Ni Lei, Wang Qihui, Wang Yilong, Du Yaqi, Sun Zhenggang, Fan Guoguang, Li Ce, Wang Guan
Department of Radiology, The First Hospital of China Medical University, No.155, North Nanjing Street, Shenyang, 110001, Liaoning, China.
Department of Clinical Laboratory, The First Hospital of China Medical University, Shenyang, China.
Cancer Imaging. 2024 Jul 16;24(1):94. doi: 10.1186/s40644-024-00739-y.
To explore the pulmonary-vascular-stump filling-defect on CT and investigate its association with cancer progression.
Records in our institutional database from 2018 to 2022 were retrospectively analyzed to identify filling-defects in the pulmonary-vascular-stump after lung cancer resection and collect imaging and clinical data of patients.
Among the 1714 patients analyzed, 95 cases of filling-defects in the vascular stump after lung cancer resection were identified. After excluding lost-to-follow-up cases, a total of 77 cases were included in the final study. Morphologically, the filling-defects were dichotomized as 46 convex-shape and 31 concave-shape cases. Concave defects exhibited a higher incidence of increase compared to convex defects (51.7% v. 9.4%, P = 0.001). Among 61 filling defects in the pulmonary arterial stump, four (6.5%) increasing concave defects showed the nuclide concentration on PET and extravascular extension. The progression-free survival (PFS) time differed significantly among the concave, convex, and non-filling-defect groups (log-rank P < 0.0001), with concave defects having the shortest survival time. Multivariate Cox proportional hazards analysis indicated that the shape of filling-defects independently predicted PFS in early onset on CT (HR: 0.46; 95% CI: 0.39-1.99; P = 0.04). In follow-ups, the growth of filling-effects was an independent predictor of PFS (HR: 0.26; 95% CI: 0.11-0.65; P = 0.004).
Certain filling-defects in the pulmonary-arterial-stump post lung tumor resection exhibit malignant growth. In the early onset of filling-defects on CT, the concave-shape independently predicted cancer-progression, while during the subsequent follow-up, the growth of filling-defects could be used independently to forecast cancer-progression.
探讨CT上肺血管残端充盈缺损情况,并研究其与癌症进展的关系。
回顾性分析我院2018年至2022年机构数据库中的记录,以确定肺癌切除术后肺血管残端的充盈缺损情况,并收集患者的影像学和临床资料。

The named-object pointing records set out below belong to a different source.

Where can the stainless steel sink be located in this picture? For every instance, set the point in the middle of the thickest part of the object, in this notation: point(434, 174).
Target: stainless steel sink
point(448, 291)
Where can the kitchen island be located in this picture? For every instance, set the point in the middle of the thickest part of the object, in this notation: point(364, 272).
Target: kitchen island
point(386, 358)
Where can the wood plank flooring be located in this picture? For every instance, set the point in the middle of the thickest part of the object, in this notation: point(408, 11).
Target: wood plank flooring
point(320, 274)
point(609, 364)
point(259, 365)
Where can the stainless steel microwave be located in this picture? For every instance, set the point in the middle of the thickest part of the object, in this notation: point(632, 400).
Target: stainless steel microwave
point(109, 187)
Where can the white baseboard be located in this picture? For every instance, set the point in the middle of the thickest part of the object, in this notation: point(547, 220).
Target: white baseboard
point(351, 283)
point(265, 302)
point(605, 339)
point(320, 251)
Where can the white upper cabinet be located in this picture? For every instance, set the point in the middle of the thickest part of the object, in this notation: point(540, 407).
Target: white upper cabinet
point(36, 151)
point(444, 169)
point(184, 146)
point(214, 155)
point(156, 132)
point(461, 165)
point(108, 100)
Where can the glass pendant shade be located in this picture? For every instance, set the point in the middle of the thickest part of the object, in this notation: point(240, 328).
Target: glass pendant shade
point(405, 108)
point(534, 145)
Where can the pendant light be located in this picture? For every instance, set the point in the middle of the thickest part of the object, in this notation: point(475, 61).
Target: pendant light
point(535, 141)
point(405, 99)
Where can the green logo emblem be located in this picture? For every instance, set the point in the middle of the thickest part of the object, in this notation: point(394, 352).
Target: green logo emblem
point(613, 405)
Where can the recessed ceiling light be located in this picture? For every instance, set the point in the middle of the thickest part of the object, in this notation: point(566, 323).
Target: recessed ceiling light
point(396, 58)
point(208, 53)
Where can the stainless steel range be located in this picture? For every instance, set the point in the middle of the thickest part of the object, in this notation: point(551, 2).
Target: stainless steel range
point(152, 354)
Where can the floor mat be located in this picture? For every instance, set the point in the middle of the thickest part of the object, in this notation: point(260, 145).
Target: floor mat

在分析的1714例患者中,发现95例肺癌切除术后血管残端充盈缺损。排除失访病例后,最终纳入77例进行研究。形态学上,充盈缺损分为46例凸形和31例凹形。与凸形缺损相比,凹形缺损的增加发生率更高(51.7%对9.4%,P = 0.001)。在61例肺动脉残端充盈缺损中,4例(6.5%)增加的凹形缺损在PET上显示核素浓聚及血管外延伸。凹形、凸形和无充盈缺损组的无进展生存期(PFS)时间差异有统计学意义(对数秩检验P < 0.0001),凹形缺损的生存期最短。多因素Cox比例风险分析表明,充盈缺损的形态在CT早期独立预测PFS(HR:0.46;95%CI:0.39 - 1.99;P = 0.04)。随访中,充盈效应的增长是PFS的独立预测因素(HR:0.26;95%CI:0.11 - 0.65;P = 0.004)。
肺肿瘤切除术后肺动脉残端的某些充盈缺损呈现恶性生长。在CT上充盈缺损早期,凹形独立预测癌症进展,而在随后的随访中,充盈缺损的增长可独立用于预测癌症进展。